Die größte Herausforderung lag in der Bearbeitung und Zerspanung des schwierigen Werkstoffes. „Die Besonderheit an CFK ist, dass das Material erst bei der Herstellung des Bauteils entsteht – im Gegensatz zu Blech, wo das Teil nur noch in Form zu bringen ist”, erklärt Stefan Kulzer, Geschäftsführer bei Stangl & Co.

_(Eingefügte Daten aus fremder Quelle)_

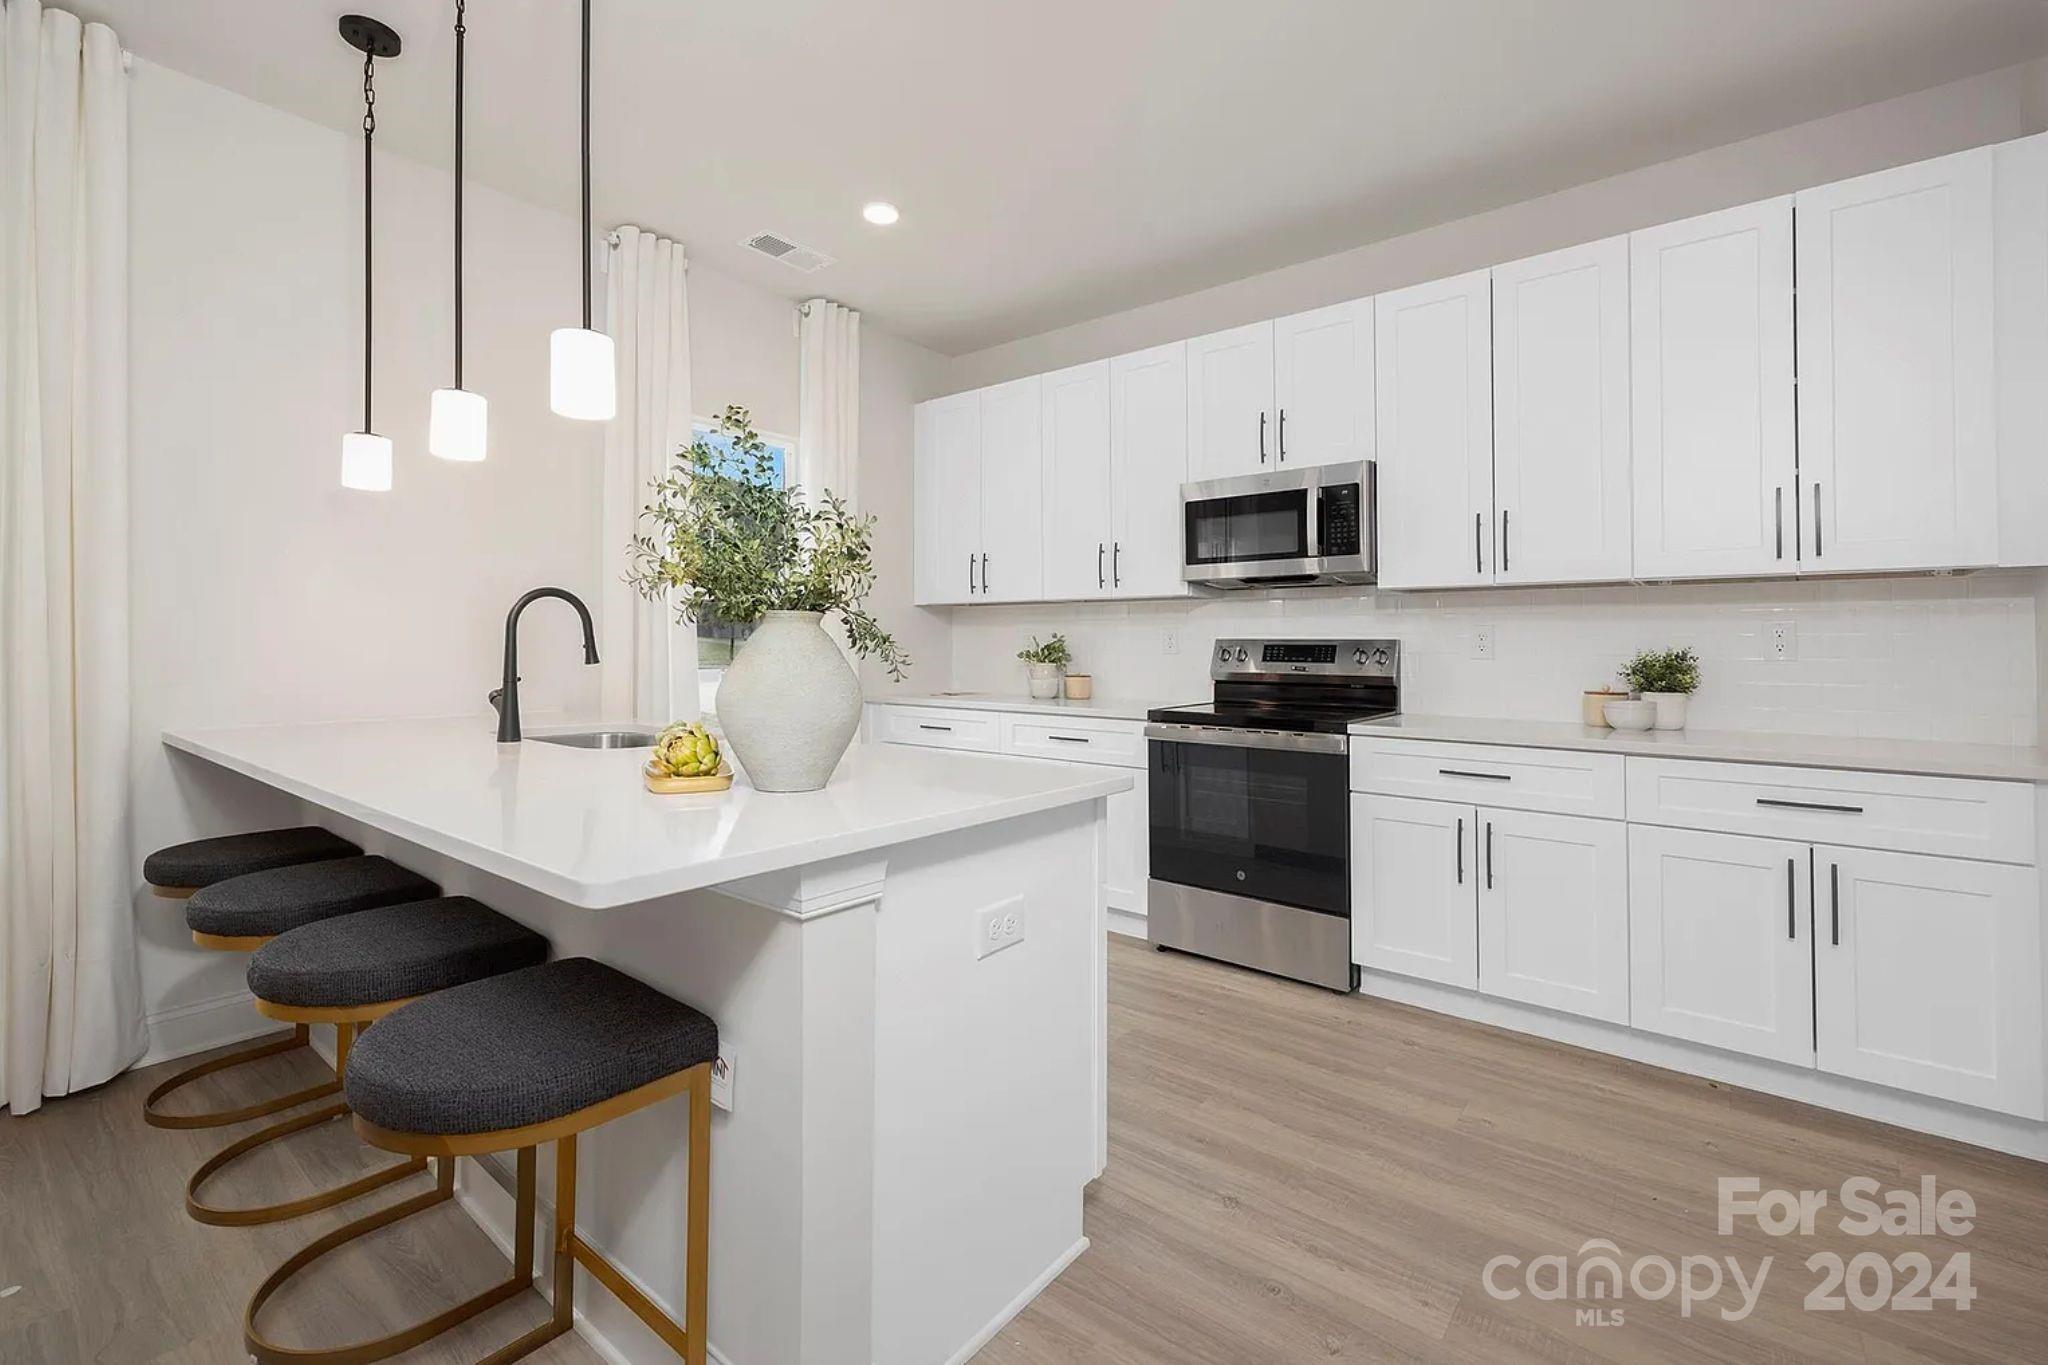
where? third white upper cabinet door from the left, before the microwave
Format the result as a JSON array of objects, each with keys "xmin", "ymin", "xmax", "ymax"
[{"xmin": 1040, "ymin": 360, "xmax": 1116, "ymax": 602}]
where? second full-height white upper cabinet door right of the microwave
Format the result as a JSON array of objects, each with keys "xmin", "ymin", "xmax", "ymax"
[{"xmin": 1493, "ymin": 237, "xmax": 1630, "ymax": 583}]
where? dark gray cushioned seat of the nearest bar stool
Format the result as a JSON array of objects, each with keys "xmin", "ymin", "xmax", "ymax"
[{"xmin": 348, "ymin": 958, "xmax": 719, "ymax": 1136}]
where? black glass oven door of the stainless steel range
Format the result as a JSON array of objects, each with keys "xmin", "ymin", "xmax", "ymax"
[{"xmin": 1145, "ymin": 724, "xmax": 1352, "ymax": 919}]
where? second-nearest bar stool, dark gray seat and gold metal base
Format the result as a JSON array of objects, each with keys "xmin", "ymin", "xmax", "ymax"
[{"xmin": 184, "ymin": 896, "xmax": 547, "ymax": 1226}]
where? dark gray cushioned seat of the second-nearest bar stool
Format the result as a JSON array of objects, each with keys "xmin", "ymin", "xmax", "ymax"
[{"xmin": 250, "ymin": 896, "xmax": 547, "ymax": 1009}]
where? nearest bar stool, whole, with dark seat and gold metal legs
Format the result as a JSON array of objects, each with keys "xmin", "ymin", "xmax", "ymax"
[{"xmin": 242, "ymin": 958, "xmax": 719, "ymax": 1365}]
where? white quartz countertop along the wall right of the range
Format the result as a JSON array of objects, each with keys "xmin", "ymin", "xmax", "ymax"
[{"xmin": 1352, "ymin": 714, "xmax": 2048, "ymax": 782}]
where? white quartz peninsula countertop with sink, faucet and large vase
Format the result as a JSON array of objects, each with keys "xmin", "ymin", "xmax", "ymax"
[{"xmin": 164, "ymin": 716, "xmax": 1130, "ymax": 909}]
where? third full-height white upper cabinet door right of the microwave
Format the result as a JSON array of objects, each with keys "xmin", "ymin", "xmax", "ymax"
[{"xmin": 1628, "ymin": 196, "xmax": 1798, "ymax": 579}]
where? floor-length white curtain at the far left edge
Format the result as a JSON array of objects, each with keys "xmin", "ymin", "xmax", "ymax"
[{"xmin": 0, "ymin": 0, "xmax": 145, "ymax": 1113}]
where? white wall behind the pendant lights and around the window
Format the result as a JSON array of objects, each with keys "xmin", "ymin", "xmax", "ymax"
[{"xmin": 131, "ymin": 59, "xmax": 948, "ymax": 1054}]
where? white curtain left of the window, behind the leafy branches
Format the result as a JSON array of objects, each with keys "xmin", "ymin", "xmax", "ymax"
[{"xmin": 602, "ymin": 227, "xmax": 698, "ymax": 724}]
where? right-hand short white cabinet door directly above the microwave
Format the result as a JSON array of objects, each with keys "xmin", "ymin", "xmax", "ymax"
[{"xmin": 1274, "ymin": 299, "xmax": 1374, "ymax": 465}]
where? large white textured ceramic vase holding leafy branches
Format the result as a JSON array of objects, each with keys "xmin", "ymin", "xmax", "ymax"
[{"xmin": 719, "ymin": 612, "xmax": 860, "ymax": 792}]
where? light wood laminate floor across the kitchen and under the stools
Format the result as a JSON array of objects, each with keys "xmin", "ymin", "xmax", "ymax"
[{"xmin": 0, "ymin": 939, "xmax": 2048, "ymax": 1365}]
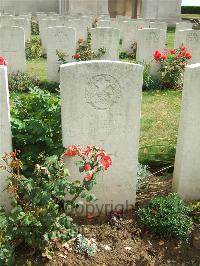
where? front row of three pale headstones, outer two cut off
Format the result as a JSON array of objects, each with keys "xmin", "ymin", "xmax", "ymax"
[{"xmin": 0, "ymin": 61, "xmax": 200, "ymax": 214}]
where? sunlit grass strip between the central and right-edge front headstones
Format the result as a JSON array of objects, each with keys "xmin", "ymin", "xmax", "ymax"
[{"xmin": 139, "ymin": 90, "xmax": 181, "ymax": 165}]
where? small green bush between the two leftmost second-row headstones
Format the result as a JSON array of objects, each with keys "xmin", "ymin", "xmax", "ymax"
[{"xmin": 25, "ymin": 36, "xmax": 42, "ymax": 60}]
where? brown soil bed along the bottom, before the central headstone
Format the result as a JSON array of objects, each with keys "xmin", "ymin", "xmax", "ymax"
[{"xmin": 15, "ymin": 177, "xmax": 200, "ymax": 266}]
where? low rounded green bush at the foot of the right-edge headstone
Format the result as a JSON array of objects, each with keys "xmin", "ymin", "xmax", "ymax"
[{"xmin": 137, "ymin": 194, "xmax": 192, "ymax": 241}]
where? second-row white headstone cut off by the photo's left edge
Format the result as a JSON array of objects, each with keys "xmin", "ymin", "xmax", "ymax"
[{"xmin": 0, "ymin": 27, "xmax": 26, "ymax": 73}]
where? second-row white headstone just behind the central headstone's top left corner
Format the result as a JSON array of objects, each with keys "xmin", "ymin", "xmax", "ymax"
[{"xmin": 47, "ymin": 26, "xmax": 76, "ymax": 82}]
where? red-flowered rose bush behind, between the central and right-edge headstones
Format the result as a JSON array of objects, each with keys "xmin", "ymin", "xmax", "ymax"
[{"xmin": 154, "ymin": 46, "xmax": 192, "ymax": 89}]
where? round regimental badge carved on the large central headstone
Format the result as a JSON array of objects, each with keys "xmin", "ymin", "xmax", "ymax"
[{"xmin": 85, "ymin": 74, "xmax": 121, "ymax": 110}]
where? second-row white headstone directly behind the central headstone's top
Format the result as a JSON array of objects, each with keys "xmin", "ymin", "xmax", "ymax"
[{"xmin": 91, "ymin": 28, "xmax": 120, "ymax": 60}]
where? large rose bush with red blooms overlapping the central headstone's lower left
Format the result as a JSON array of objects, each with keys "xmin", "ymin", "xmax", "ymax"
[{"xmin": 0, "ymin": 145, "xmax": 112, "ymax": 265}]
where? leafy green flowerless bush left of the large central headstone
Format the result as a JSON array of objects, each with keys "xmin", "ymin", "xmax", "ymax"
[{"xmin": 11, "ymin": 88, "xmax": 63, "ymax": 169}]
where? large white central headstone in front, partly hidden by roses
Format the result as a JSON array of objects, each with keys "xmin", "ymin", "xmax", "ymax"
[{"xmin": 61, "ymin": 61, "xmax": 143, "ymax": 214}]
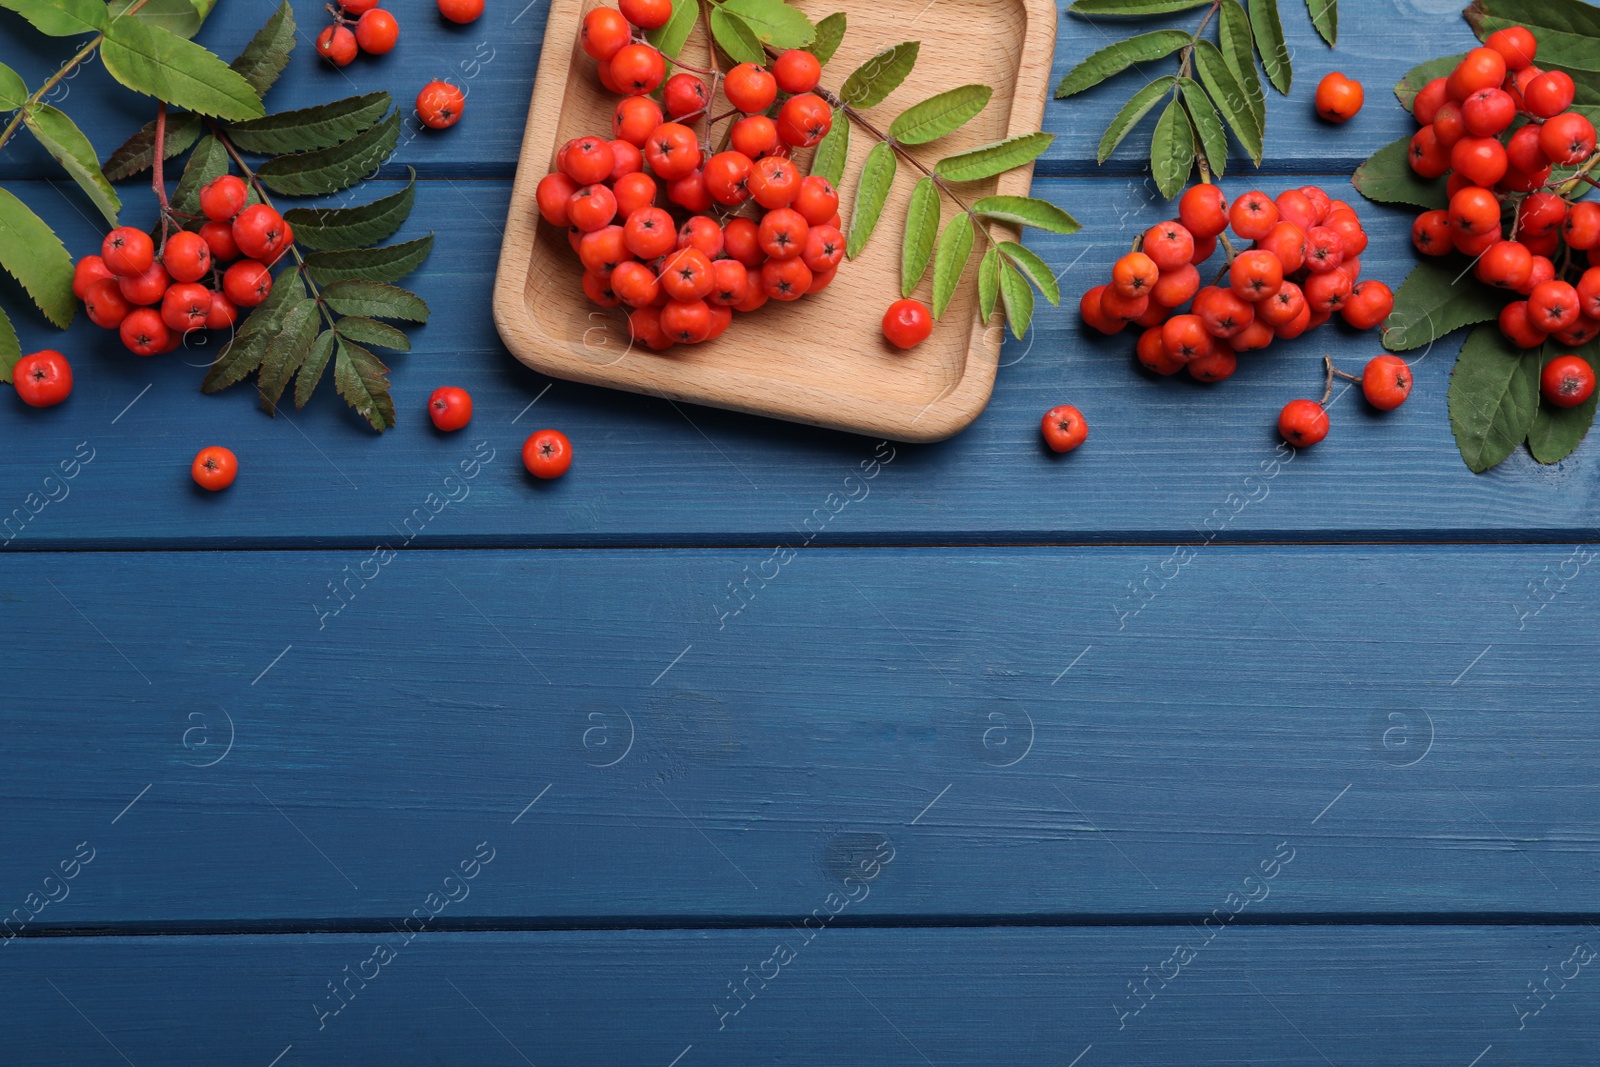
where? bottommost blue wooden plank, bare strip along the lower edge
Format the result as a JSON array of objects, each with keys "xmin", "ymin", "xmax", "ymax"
[{"xmin": 0, "ymin": 927, "xmax": 1600, "ymax": 1067}]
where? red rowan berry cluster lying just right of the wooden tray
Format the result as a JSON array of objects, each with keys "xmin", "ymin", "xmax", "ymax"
[{"xmin": 1078, "ymin": 184, "xmax": 1394, "ymax": 382}]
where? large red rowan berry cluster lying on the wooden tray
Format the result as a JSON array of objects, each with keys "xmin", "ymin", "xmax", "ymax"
[{"xmin": 538, "ymin": 0, "xmax": 845, "ymax": 352}]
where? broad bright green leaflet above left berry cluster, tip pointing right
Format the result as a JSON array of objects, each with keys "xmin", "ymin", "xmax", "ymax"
[{"xmin": 101, "ymin": 19, "xmax": 264, "ymax": 120}]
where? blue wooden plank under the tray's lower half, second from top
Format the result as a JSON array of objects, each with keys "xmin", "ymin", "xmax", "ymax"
[{"xmin": 0, "ymin": 179, "xmax": 1597, "ymax": 550}]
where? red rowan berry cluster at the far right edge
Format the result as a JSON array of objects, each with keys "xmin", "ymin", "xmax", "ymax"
[{"xmin": 1408, "ymin": 26, "xmax": 1600, "ymax": 349}]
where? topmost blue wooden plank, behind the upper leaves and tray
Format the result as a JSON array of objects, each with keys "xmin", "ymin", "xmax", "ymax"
[{"xmin": 0, "ymin": 0, "xmax": 1472, "ymax": 179}]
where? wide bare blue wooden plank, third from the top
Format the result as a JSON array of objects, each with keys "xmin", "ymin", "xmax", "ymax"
[{"xmin": 0, "ymin": 543, "xmax": 1600, "ymax": 934}]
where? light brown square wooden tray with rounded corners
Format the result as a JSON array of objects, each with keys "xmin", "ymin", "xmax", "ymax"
[{"xmin": 494, "ymin": 0, "xmax": 1059, "ymax": 442}]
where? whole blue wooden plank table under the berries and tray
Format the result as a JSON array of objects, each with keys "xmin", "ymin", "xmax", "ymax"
[{"xmin": 0, "ymin": 0, "xmax": 1600, "ymax": 1067}]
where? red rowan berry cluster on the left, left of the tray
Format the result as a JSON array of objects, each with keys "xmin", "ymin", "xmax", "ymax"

„Bei Carbon werden trockene Fasern in eine Form eingelegt und mit Harz kombiniert. Bauteil und Werkstoff entstehen somit zum gleichen Zeitpunkt. Kein Verfahren aus dem Metallbereich lässt sich auf das Carbonteil übertragen.“

Steifes Material zerstört Werkzeugschneiden sehr schnell

Das hochfeste und steife Material ist sehr abrasiv und zerstört Werkzeugschneiden sehr schnell. Da es sich um einen Verbundwerkstoff aus zwei Komponenten handelt, sind die spezifischen Eigenschaften beider Stoffe zu beachten. Wird zum Beispiel eine zu hohe Schnittgeschwindigkeit gewählt, verschmelzen die Harze mit den Spänen. Zusätzlich kommt es beim Bohren schnell zu Delamination oder Gratbildung. Aus diesen Gründen sind die Anforderungen an die Werkzeuge sehr hoch.